Katholikentag Stuttgarter 2022: Verhülltes Denkmal auf dem Karlsplatz
Vom heutigen Mittwoch bis einschließlich Sonntag findet in Stuttgart der 102. Katholikentag statt. Auch auf dem Karlsplatz sind verschiedene Veranstaltungen geplant. Dort steht in der Mitte das Reiterdenkmal. Das mit Sockel rund acht Meter hohe Reiterstandbild zeigt Kaiser Wilhelm I., wie er auf das Neue Schloss blickt.

FDP-Politiker Haag fordert, Kaiser-Wilhelm-Denkmal zu verändern
Der Stuttgarter FDP-Politiker Friedrich Haag ist dagegen, das Denkmal auf Dauer zu verhüllen. Doch so wie in der Vergangenheit darf es seiner Ansicht nach auch nicht einfach stehen bleiben. Es abzureißen, komme aber auch nicht in Frage. Jemand solle es umgestalten, fordert der Landtagsabgeordnete im SWR. Er denke dabei an eine Ergänzung des Denkmals auf kreative Art, die einen Bezug zu den Themen Frieden und Europa habe.

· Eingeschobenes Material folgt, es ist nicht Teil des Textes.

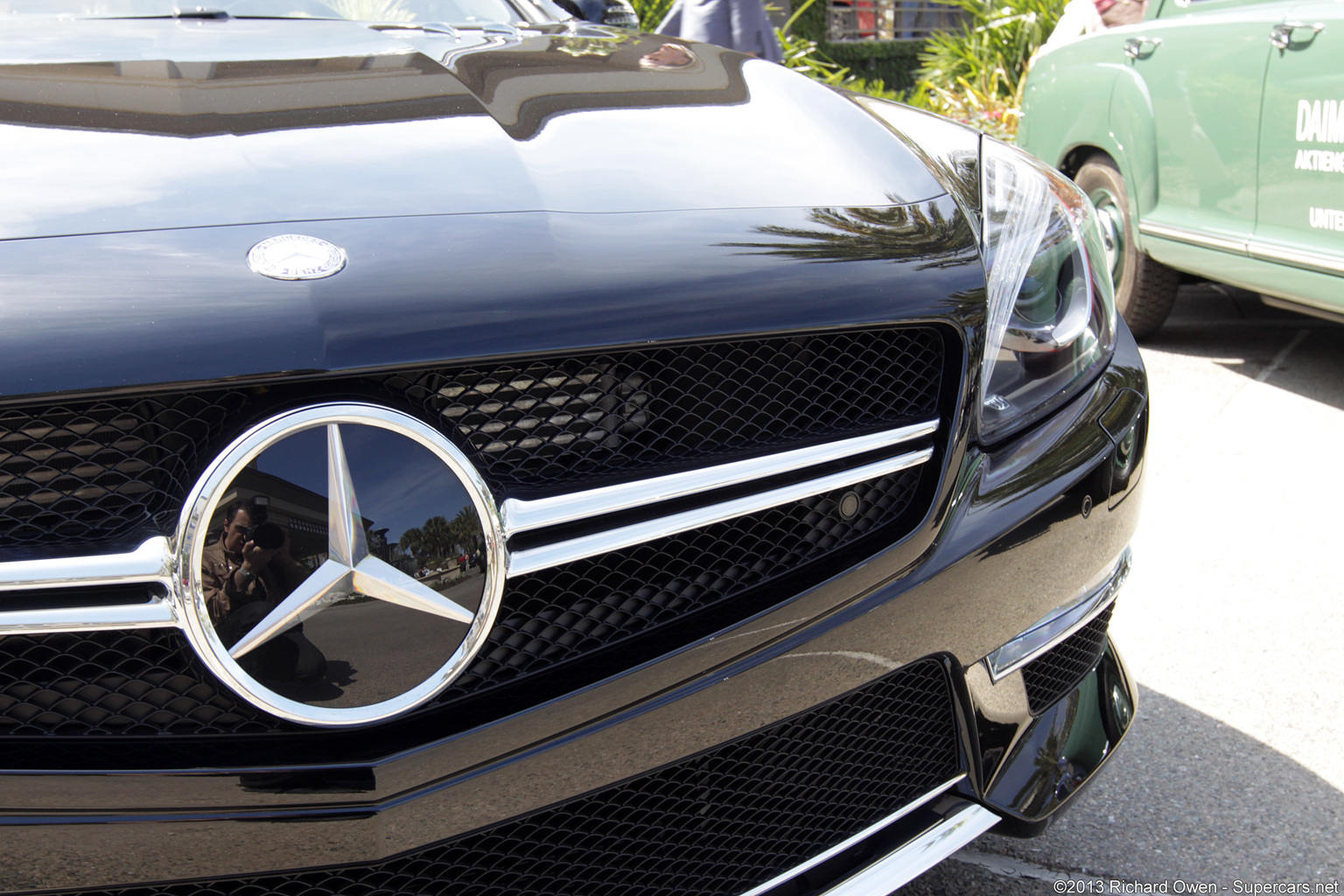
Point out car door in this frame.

Kopfschütteln auf Twitter über die Stuttgarter Verhüllungsaktion
Dass Kaiser Wilhelm I. für die Zeit des Katholikentags verhüllt ist, gefällt nicht allen.

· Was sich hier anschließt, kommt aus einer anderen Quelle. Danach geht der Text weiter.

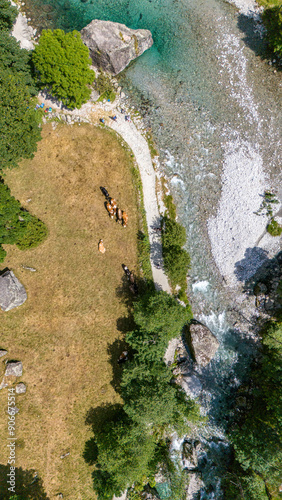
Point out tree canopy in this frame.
[0,31,37,95]
[32,29,95,109]
[0,178,47,262]
[0,70,41,170]
[262,5,282,57]
[0,0,41,171]
[86,289,199,500]
[0,0,18,31]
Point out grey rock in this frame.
[16,382,26,394]
[81,19,153,75]
[5,361,23,377]
[0,377,9,391]
[181,440,198,469]
[180,375,203,399]
[185,321,219,366]
[0,270,27,311]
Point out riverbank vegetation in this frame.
[258,0,282,58]
[32,29,95,109]
[0,0,41,171]
[0,0,47,262]
[0,124,143,500]
[85,283,199,500]
[223,298,282,500]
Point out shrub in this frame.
[266,218,282,236]
[0,70,41,170]
[0,0,18,31]
[32,29,95,109]
[164,246,190,288]
[162,217,190,289]
[0,245,7,262]
[262,5,282,57]
[95,72,116,101]
[163,217,186,248]
[0,181,47,261]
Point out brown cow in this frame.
[106,203,115,219]
[129,271,135,284]
[98,240,106,253]
[110,198,117,213]
[122,211,128,227]
[117,208,122,224]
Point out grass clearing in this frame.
[0,125,142,500]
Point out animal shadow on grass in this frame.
[107,336,132,393]
[83,403,124,465]
[0,464,49,500]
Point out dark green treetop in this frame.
[32,29,95,109]
[0,0,18,31]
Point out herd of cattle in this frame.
[100,187,128,227]
[98,186,138,295]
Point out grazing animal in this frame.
[98,240,106,253]
[110,198,117,213]
[117,208,122,224]
[100,186,110,199]
[106,202,115,219]
[122,211,128,227]
[122,264,130,278]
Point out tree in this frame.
[133,291,192,345]
[0,180,47,262]
[162,217,190,292]
[32,29,95,109]
[262,5,282,56]
[0,70,41,170]
[0,30,37,95]
[164,246,190,288]
[0,0,18,31]
[90,412,156,500]
[121,355,198,435]
[163,217,186,248]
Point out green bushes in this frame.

Twitter-Nutzer @PiwowarczykJ zum Beispiel, der nach eigenen Angaben Historiker und selbst Kolonial-Experte ist, schüttelt in seinem Tweet mit dem Kopf:
Ähnlich sieht es @sus_oe:
Kritik: Katholische Kirche lenkt von eigenen Problemen ab
Manche Twitter-Nutzerinnen und -Nutzer kritisieren, die katholische Kirche solle sich anstatt solcher Aktionen eher um Missbrauchsopfer kümmern. Damit meinen sie offenbar die Amtskirche als Institution und Organisation. Der Katholikentag, in dessen Rahmen die Verhüllungsaktion stattfindet, wird allerdings nicht von ihr organisiert und veranstaltet.

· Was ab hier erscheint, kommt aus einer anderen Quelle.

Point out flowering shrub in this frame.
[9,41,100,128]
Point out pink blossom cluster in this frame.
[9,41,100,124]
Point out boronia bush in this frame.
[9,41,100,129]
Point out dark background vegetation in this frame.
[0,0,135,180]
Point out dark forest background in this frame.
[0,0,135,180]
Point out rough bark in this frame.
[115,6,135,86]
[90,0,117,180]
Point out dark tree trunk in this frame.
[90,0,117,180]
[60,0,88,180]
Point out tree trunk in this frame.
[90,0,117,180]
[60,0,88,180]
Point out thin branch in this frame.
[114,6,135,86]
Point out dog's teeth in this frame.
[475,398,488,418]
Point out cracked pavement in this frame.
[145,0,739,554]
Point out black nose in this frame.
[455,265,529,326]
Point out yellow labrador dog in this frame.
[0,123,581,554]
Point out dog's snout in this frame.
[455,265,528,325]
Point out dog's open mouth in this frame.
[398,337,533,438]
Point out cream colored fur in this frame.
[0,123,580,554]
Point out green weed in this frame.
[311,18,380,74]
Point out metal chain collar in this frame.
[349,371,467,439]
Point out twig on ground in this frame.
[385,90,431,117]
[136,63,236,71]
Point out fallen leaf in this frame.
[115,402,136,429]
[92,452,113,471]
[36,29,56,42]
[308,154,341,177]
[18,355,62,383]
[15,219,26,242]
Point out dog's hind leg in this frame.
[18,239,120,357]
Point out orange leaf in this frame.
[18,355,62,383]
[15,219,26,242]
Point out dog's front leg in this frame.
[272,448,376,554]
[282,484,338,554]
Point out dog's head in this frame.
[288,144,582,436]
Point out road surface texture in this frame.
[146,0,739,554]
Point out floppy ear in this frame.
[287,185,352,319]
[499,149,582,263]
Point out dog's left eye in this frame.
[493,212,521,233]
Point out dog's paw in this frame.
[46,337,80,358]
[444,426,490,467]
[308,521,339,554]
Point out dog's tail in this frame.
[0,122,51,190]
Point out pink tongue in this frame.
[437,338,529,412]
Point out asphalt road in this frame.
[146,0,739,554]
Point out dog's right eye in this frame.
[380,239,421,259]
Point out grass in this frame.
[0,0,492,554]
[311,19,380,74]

Historiker: Kaiser Wilhelm I. hat Grundstein für Kolonialpolitik gelegt
Der Historiker Markus Himmelsbach ist Experte für Kolonialismus am Linden-Museum in Stuttgart. Er war unter anderem Mit-Kurator der Ausstellung "Schwieriges Erbe. Linden-Museum und Württemberg im Kolonialismus". Er begrüßt es, dass durch die Verhüllungsaktion die Diskussion um den Kolonialismus auch auf dem Katholikentag geführt wird. "So eine Verhüllung, das generiert Interesse und Neugier. Und wenn es mit einem roten Stoff gemacht ist, fragt man sich, was steckt eigentlich darunter."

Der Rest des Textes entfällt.